DHS appropriations is in the Senate’s hands, after the House passed the funding bill on March 5. Pressure to end the shutdown is mounting as Transportation Security Administration (TSA) workers receive their first $0 paycheck, which, if the past is anything to go on, will soon result in more worker call-outs and airport delays.

In the health care spotlight, Sens. Ron Wyden (D-OR), Peter Welch (D-VT), and Catherine Cortez Masto (D-NV) have been leading a Democratic prescription drug pricing working group to develop the next era of federal drug pricing policy. The group has been meeting with stakeholders to gather input and position drug affordability as a central campaign issue heading into the midterm elections.

Health Care Hearings This Week

  • March 11: Senate Aging Committee hearing on America’s drug supply chain

The House

The House Energy and Commerce Health Subcommittee is expected to hold the next hearing in its health care affordability series with the examination of hospitals and providers when House members get back after their short break this week.

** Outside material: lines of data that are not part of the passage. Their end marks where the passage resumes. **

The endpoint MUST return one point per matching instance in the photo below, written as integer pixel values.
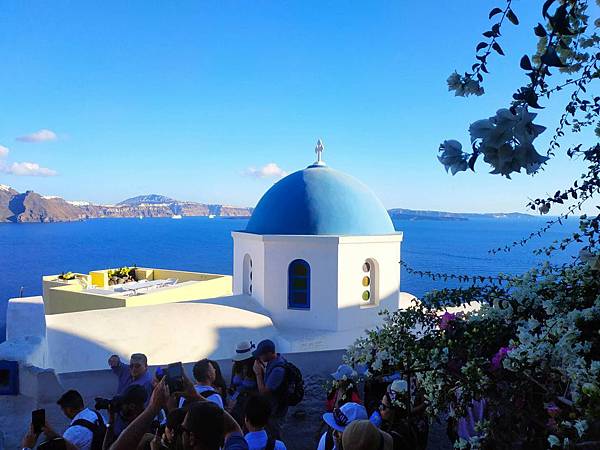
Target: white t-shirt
(79, 435)
(257, 440)
(215, 398)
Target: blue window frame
(299, 285)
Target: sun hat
(265, 346)
(243, 351)
(363, 435)
(396, 390)
(341, 417)
(344, 372)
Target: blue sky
(191, 99)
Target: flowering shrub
(531, 350)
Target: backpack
(292, 390)
(329, 443)
(270, 444)
(98, 430)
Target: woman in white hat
(243, 380)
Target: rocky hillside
(32, 207)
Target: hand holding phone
(175, 377)
(38, 420)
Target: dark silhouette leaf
(481, 45)
(525, 63)
(495, 11)
(546, 6)
(540, 31)
(497, 47)
(512, 17)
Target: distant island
(31, 207)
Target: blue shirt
(257, 440)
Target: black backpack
(292, 390)
(98, 430)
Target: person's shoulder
(216, 398)
(235, 441)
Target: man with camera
(85, 431)
(135, 373)
(205, 426)
(122, 410)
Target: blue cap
(266, 346)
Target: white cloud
(39, 136)
(27, 169)
(270, 170)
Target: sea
(28, 251)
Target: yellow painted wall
(99, 278)
(71, 299)
(60, 297)
(217, 287)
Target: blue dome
(320, 201)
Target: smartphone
(53, 444)
(175, 377)
(38, 420)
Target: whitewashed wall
(251, 244)
(321, 254)
(336, 277)
(352, 254)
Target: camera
(113, 405)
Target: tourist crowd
(164, 410)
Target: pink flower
(446, 319)
(552, 410)
(498, 357)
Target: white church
(318, 260)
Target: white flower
(452, 157)
(553, 441)
(399, 386)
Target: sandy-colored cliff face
(31, 207)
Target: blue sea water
(28, 251)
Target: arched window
(299, 285)
(370, 282)
(247, 275)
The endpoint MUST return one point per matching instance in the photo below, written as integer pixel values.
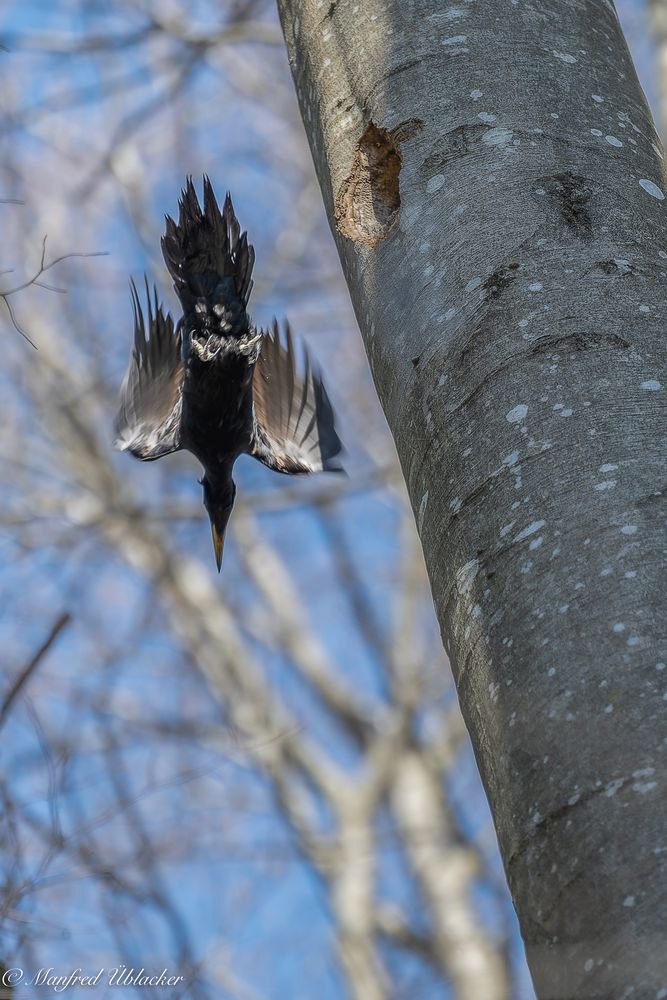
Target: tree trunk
(494, 184)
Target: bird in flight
(213, 384)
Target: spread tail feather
(206, 253)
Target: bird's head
(218, 500)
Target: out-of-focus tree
(658, 21)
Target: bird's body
(216, 386)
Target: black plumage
(216, 386)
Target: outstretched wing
(293, 428)
(149, 415)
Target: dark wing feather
(293, 418)
(206, 246)
(149, 415)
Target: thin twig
(43, 267)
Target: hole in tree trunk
(369, 202)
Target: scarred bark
(495, 187)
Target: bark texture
(495, 186)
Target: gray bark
(495, 187)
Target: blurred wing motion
(293, 419)
(149, 416)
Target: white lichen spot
(530, 530)
(517, 414)
(651, 189)
(466, 576)
(435, 183)
(613, 786)
(564, 57)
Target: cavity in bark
(369, 202)
(571, 196)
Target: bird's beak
(218, 545)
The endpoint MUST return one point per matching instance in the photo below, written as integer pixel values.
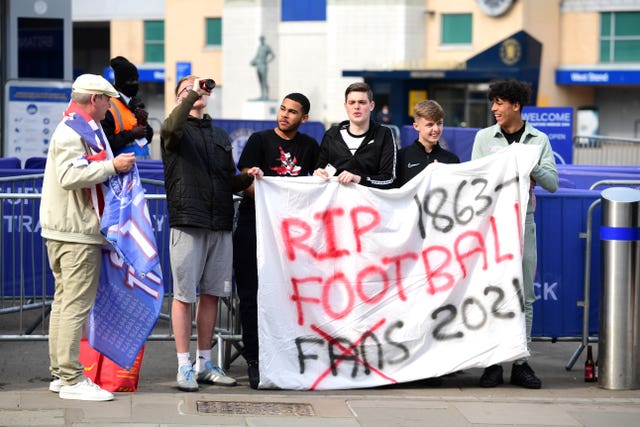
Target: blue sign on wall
(557, 123)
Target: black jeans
(245, 267)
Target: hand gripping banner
(361, 287)
(130, 290)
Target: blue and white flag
(130, 291)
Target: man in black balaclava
(125, 124)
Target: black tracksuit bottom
(246, 274)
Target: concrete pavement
(564, 400)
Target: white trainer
(55, 385)
(213, 374)
(85, 390)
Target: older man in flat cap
(125, 123)
(78, 163)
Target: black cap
(123, 70)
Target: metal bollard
(619, 342)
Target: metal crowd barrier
(26, 282)
(605, 150)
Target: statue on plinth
(264, 55)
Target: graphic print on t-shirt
(288, 165)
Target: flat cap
(93, 83)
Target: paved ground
(564, 400)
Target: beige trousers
(76, 270)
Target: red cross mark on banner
(348, 353)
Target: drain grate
(254, 408)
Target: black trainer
(524, 376)
(253, 370)
(492, 376)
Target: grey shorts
(200, 259)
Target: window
(456, 28)
(154, 41)
(309, 10)
(214, 32)
(619, 37)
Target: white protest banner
(361, 287)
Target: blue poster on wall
(557, 123)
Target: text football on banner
(361, 287)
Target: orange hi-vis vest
(122, 116)
(124, 119)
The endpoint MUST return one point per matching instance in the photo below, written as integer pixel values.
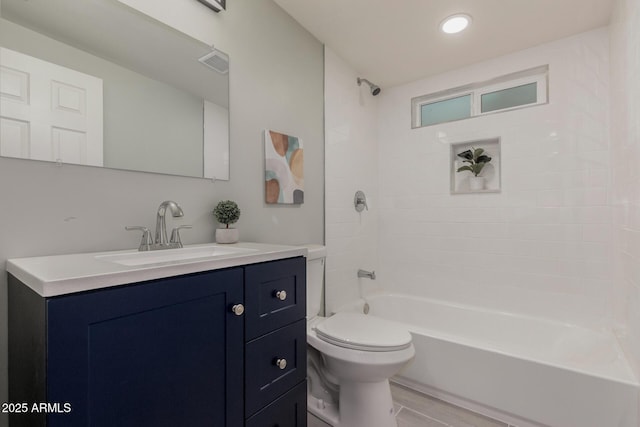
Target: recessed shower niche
(474, 177)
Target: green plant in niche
(476, 159)
(227, 212)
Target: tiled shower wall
(542, 246)
(351, 164)
(625, 157)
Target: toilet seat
(362, 332)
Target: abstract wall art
(284, 168)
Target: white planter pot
(227, 235)
(476, 183)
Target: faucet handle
(147, 241)
(175, 235)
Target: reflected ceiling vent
(216, 60)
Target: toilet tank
(315, 278)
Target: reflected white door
(216, 142)
(49, 112)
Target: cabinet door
(267, 307)
(162, 353)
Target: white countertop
(64, 274)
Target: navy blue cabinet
(276, 348)
(167, 352)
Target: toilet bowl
(351, 358)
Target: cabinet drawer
(275, 295)
(265, 379)
(289, 410)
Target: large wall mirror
(97, 83)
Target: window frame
(541, 93)
(538, 75)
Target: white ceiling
(391, 42)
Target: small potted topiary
(476, 160)
(227, 212)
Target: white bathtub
(523, 370)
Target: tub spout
(368, 274)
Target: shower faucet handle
(360, 201)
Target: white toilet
(351, 357)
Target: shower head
(375, 89)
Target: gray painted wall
(276, 82)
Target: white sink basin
(173, 255)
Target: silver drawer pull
(238, 309)
(281, 363)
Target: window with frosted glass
(509, 98)
(446, 110)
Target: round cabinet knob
(238, 309)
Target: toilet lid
(361, 332)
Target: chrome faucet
(161, 225)
(368, 274)
(161, 242)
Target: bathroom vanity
(217, 340)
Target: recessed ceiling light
(455, 23)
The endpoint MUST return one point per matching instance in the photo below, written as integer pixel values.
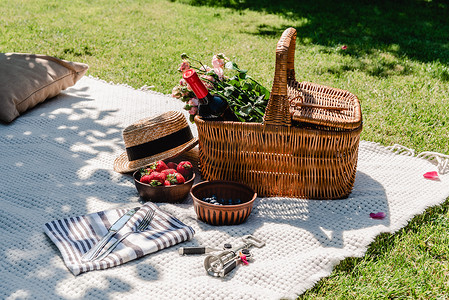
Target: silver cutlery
(143, 225)
(93, 252)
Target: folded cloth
(75, 236)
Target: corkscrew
(220, 264)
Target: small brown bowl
(169, 194)
(223, 214)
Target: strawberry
(145, 171)
(185, 168)
(158, 166)
(172, 165)
(145, 179)
(156, 178)
(176, 178)
(168, 171)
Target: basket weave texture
(307, 146)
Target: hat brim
(123, 165)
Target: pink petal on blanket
(379, 215)
(431, 175)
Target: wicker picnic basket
(307, 146)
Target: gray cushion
(29, 79)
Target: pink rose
(193, 102)
(217, 62)
(176, 92)
(205, 68)
(184, 66)
(193, 110)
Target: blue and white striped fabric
(76, 235)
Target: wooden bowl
(169, 194)
(223, 214)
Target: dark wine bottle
(210, 107)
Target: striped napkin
(75, 236)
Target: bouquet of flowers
(245, 96)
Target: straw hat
(156, 138)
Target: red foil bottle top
(195, 83)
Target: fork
(143, 225)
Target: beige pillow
(28, 79)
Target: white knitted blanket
(57, 163)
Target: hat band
(160, 145)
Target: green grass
(397, 63)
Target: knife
(93, 252)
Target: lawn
(396, 62)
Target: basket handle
(278, 108)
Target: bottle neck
(195, 83)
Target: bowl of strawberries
(165, 181)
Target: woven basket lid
(155, 138)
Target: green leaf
(247, 109)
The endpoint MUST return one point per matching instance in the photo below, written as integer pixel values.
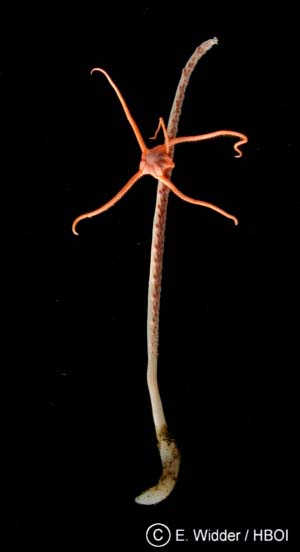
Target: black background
(81, 437)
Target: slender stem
(169, 452)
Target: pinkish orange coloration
(158, 162)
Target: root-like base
(170, 459)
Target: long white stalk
(169, 452)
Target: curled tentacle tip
(74, 229)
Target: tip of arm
(74, 228)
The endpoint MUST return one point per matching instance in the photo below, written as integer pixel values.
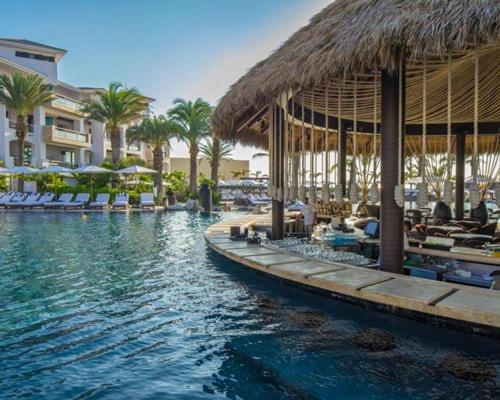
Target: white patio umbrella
(21, 170)
(92, 169)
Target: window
(34, 56)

Reconciliation 2.0 may be in the offing as House Republican leaders have reportedly agreed to pursue a second bite at the apple.  Will it be like the One Big, Beautiful Bill?  Our intel indicates a strong interest among House Republicans in including health care policies, especially policies aimed at addressing waste, fraud, and abuse.

There You Have It

According to Oura, the switch to Daylight Savings Time has measurable negative effects on sleep, like decreased deep sleep and more tossing and turning. Have you felt the effects? Let us know. Make it a great week!